Abdoulaye Wade Stadium
- Interactive map of Abdoulaye Wade Stadium
- Full name: Stade Abdoulaye Wade
- Location: Diamniadio, Dakar, Senegal
- Coordinates: 14°43′57″N 17°12′04″W﻿ / ﻿14.73250°N 17.20111°W
- Owner: Government of Senegal
- Capacity: 50,000
- Surface: GrassMaster
- Field size: 105m x 68m

Construction
- Groundbreaking: 20 February 2020; 6 years ago
- Built: 2020–2022
- Opened: February 2022; 4 years ago
- Cost: €238 millions (estimated)
- Architect: Tabanlıoğlu Architects
- Main contractor: Summa

Tenant
- Senegal national football team (2022–present)

= Abdoulaye Wade Stadium =

Stadium in Diamniadio, Dakar, Senegal

The Abdoulaye Wade Stadium, is a multi-purpose stadium. It can host association football, rugby and athletics in Diamniadio, Dakar, Senegal. It is the national stadium of the Senegal national football team. The stadium which has a capacity of 50,000 designed by Tabanlıoğlu Architects and built by Summa.
It will host archery along with the opening and closing ceremonies for the 2026 Summer Youth Olympics.

== Design ==
=== Design ===
The stadium was designed by the Turkish architectural office Tabanlıoğlu Architects.

=== Construction ===
The stadium was built in 18 months by the Turkish construction company Summa. The construction covered an area of 88000 m2. The contract type was a design–build turnkey project.

=== Cost ===
The cost of the construction was reported to be 156 billion CFA francs ($270 million).

==History==
=== Inaugural match ===
The stadium was officially inaugurated by Senegalese President Macky Sall, in the presence of Turkish President Recep Tayyip Erdogan, FIFA President Gianni Infantino, Guinea-Bissau President Umaro Sissoco Embaló, Rwandan President Paul Kagame, Liberian President George Weah and Gambian President Adama Barrow.

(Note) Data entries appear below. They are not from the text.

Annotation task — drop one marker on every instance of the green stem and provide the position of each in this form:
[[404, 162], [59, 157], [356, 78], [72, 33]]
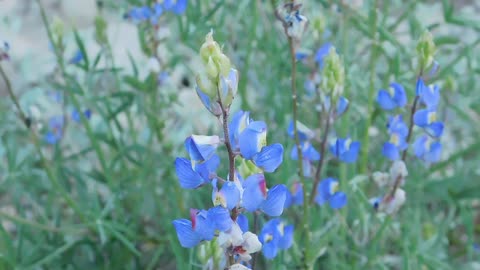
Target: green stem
[[371, 90], [73, 98]]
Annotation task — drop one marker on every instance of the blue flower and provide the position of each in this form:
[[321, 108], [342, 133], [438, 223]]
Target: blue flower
[[240, 121], [427, 119], [275, 236], [327, 192], [321, 53], [295, 197], [429, 95], [55, 132], [345, 149], [201, 148], [192, 176], [201, 226], [398, 131], [428, 150], [178, 7], [256, 197], [309, 154], [228, 196], [269, 158], [394, 97], [252, 139], [77, 58]]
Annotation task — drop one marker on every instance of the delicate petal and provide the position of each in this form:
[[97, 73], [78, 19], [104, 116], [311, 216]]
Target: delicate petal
[[208, 167], [435, 129], [273, 205], [187, 177], [204, 226], [187, 237], [252, 139], [242, 222], [287, 240], [220, 217], [269, 158], [201, 148], [338, 200]]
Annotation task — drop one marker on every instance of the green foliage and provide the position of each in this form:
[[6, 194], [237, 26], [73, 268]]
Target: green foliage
[[105, 195]]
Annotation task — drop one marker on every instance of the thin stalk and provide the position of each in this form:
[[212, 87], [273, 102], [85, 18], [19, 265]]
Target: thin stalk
[[323, 147], [371, 90], [36, 142]]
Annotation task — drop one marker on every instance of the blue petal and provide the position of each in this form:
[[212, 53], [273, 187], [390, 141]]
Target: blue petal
[[204, 226], [242, 222], [273, 205], [231, 193], [250, 140], [208, 167], [187, 177], [187, 237], [321, 53], [400, 97], [351, 155], [252, 195], [385, 101], [220, 218], [420, 118], [338, 200], [419, 146], [435, 129], [390, 151], [287, 240], [435, 153], [269, 158]]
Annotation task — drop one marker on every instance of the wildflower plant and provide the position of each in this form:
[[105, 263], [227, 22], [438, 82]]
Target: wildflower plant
[[244, 189]]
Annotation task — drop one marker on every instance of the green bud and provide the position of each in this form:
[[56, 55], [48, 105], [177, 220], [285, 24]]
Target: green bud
[[248, 168], [206, 85], [425, 50], [333, 75], [212, 70], [210, 48], [101, 30], [224, 64]]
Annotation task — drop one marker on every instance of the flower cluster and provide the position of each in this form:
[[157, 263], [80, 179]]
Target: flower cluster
[[329, 88], [4, 48], [152, 14], [245, 188]]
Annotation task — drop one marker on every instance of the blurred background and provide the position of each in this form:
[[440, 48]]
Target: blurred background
[[104, 193]]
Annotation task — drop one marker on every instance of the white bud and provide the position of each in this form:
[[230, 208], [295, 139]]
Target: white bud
[[398, 171], [381, 178]]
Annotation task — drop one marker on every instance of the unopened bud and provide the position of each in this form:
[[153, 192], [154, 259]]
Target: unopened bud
[[425, 50]]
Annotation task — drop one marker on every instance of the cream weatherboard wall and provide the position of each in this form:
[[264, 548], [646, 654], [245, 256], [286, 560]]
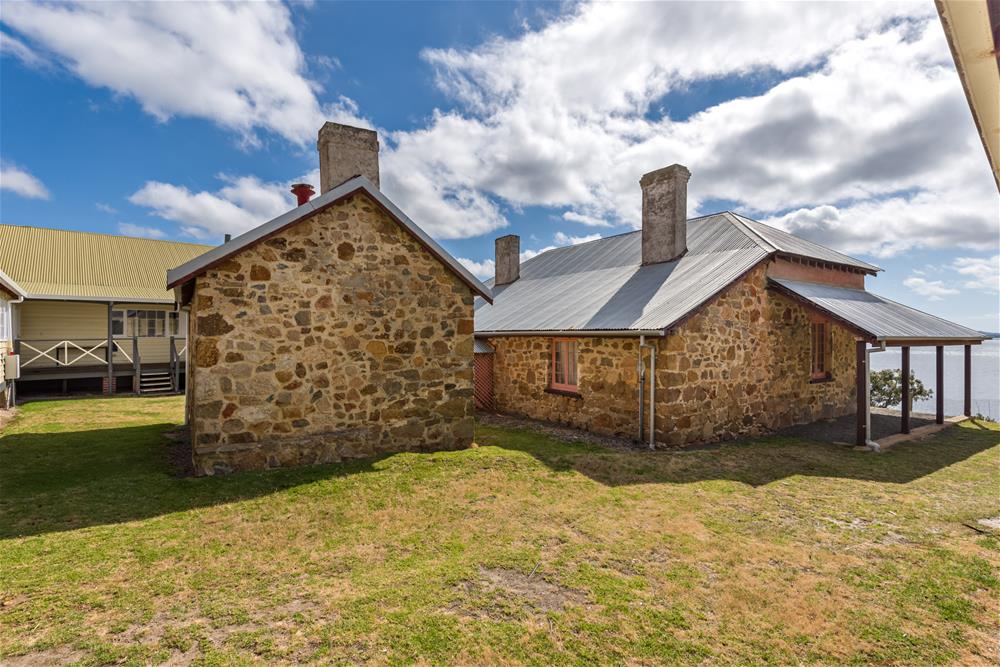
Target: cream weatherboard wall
[[44, 323]]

The first match was a game between a selection from various generations of the Senegal national football team against a selection of African football legends. The Senegalese team composed of player such as El Hadj Diouf, Boubacar Sarr, Demba Ba, Mamadou Niang, Moussa Sow, Lamine Diatta, Omar Daf, Khalilou Fadiga, Oumar Sène, Thierno Youm, Racine Kane and Souleymane Sané.
The other team consisted of players such as Samuel Eto'o, Didier Drogba, Yaya Touré, Emmanuel Adebayor, Jay-Jay Okocha, Asamoah Gyan, Patrick Mboma, Moustapha Hadji, Samuel Kuffour, Shabani Nonda and Jonathan Pitroipa. The match ended in a 1–1 draw.

The rest of the ceremony was marked by cultural and musical performances by stars of Senegalese music, Ismaël Lô, Baaba Maal and Youssou N'Dour.